This text-based course is a transcript of the live seminar, “Mild Cognitive Impairment: From Diagnosis to Management,” presented by Michelle Bourgeois, Ph.D., CCC-SLP.
>> Michelle Bourgeois: I will start by mentioning that in today's universe, because of the number of people who are now attaining the ripe old age of 65, all of us baby boomers who are getting to that stage in our lives, this particular discussion about mild cognitive impairment is particularly germane. Many of us are worried about the normal aging process and whether or not the types of memory lapses that we are experiencing, on a daily basis undoubtedly, might be a predictor of future serious memory problems. It is really important to figure out if that is the case or not, so we do not have to live in fear of Alzheimer disease. I would like to talk about when things are beginning to be a problem, when to know whether we should be doing something about it, and what we can do about it.
I will talk a little about mild cognitive impairment (MCI), how we diagnose it, the different types, the history and evolution of this diagnostic category, and then share with you an intervention approach I have been happy to be trying out here at the Ohio State University with my student clinicians. Hopefully this will encourage some of you to do this type of a service with our older adults.
When Do We Need to be Worried There is a Problem?
We need to start with talking about what it is that we do know about MCI at this point. This whole diagnostic category of mild cognitive impairment is relatively young. It does span my personal career, but it is not as well known in the literature of Alzheimer disease and other types of dementia. What we do know about mild cognitive impairment, or symptoms of it, suggests we need to pay better attention to it. When there is a gradual progressive cognitive decline, it could portend eventual diagnosis of Alzheimer disease. When cognitive impairment becomes a problem sufficient that it interferes with everyday functioning, our usual typical activities, work or our daily lives, then we need to pay attention. We need to get it checked out.
One thing that is not so clear in the literature, even today, is knowing specifically when asymptomatic cognitive issues and simple, everyday memory lapses are going to transition to symptomatic pre-dementia phase, an actual MCI phase, and then, eventually, an Alzheimer’s or dementia diagnosis. We are still working on that. At this point, there still is significant uncertainty about the diagnostic process in these early stages.
History of MCI
To give you some history about how the diagnosis of mild cognitive impairment has evolved, back in the late '80s, Barry Reisberg and his colleagues (1988) were beginning to notice that there were people in their stage 3 on the Global Deterioration Scale that were evidencing some mild memory issues, but not ones that were sufficient enough to be concerned about dementia. Morrison and colleagues, in 1993, began to use their clinical dementia rating scale and sorted out people who were either a 0 or a 0.5 on the CDR as deserving of a look at what types of problems they were experiencing. Both of these categories of people were complaining about memory problems, and their families were concerned about it.

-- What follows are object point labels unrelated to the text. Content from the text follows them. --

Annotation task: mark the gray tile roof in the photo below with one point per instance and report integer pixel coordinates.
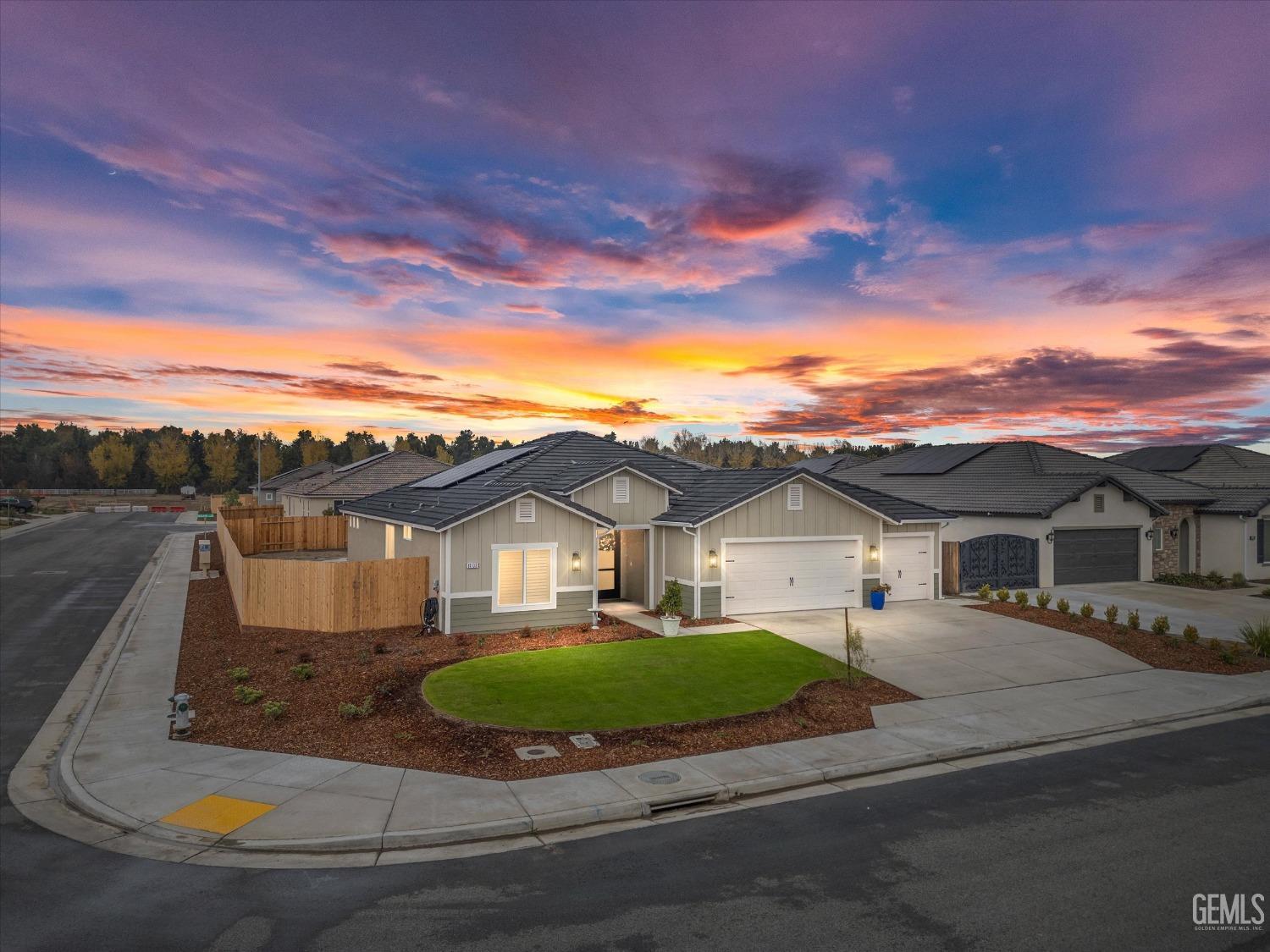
(371, 475)
(1016, 479)
(300, 472)
(835, 462)
(1209, 465)
(1239, 500)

We were beginning, at that point, to think that we needed to pay better attention to what people in these earlier stages were experiencing, which led to Petersen, Smith, Waring, Tangalos, and Kokmen (1999) being more systematic about coming up with some criteria. The criteria they developed included memory complaints on the part of the individual. These individuals, just like most older adults who are beginning to memory lapses, especially word-finding problems and other aggravating memory lapses, were coming to the physicians and complaining about some things.
In order for the diagnostic category of mild cognitive impairment to be considered, a neurologist decided that these memory complaints needed to be corroborated by a family member, another informant, just to ascertain that these were reliable complaints, things that happened on a reliable basis and were observable. In addition, these memory complaints then would trigger a memory evaluation, and there needed to be a documented memory impairment in order to be considered within this diagnostic category. In addition, the big concern about coming up with this criteria is that we are not inadvertently diagnosing or prematurely diagnosing a problem when it is not actually there. What is important is when there are other cognitive tasks that are evaluated, the ones that were not memory related such as executive functioning task, language tasks, and other cognitive tasks, needed to be within the range of normal performance. That was also reflected in the fact that activities of daily living would be unaffected or preserved. People were able to complete their activities of daily living without assistance. These last two criteria are largely the factors that lead to a diagnosis of non-dementia, not demented. When people cannot perform daily living activities, and they do have a variety of cognitive deficits that span memory and non-memory activities, the person is more likely to have a diagnosis of dementia.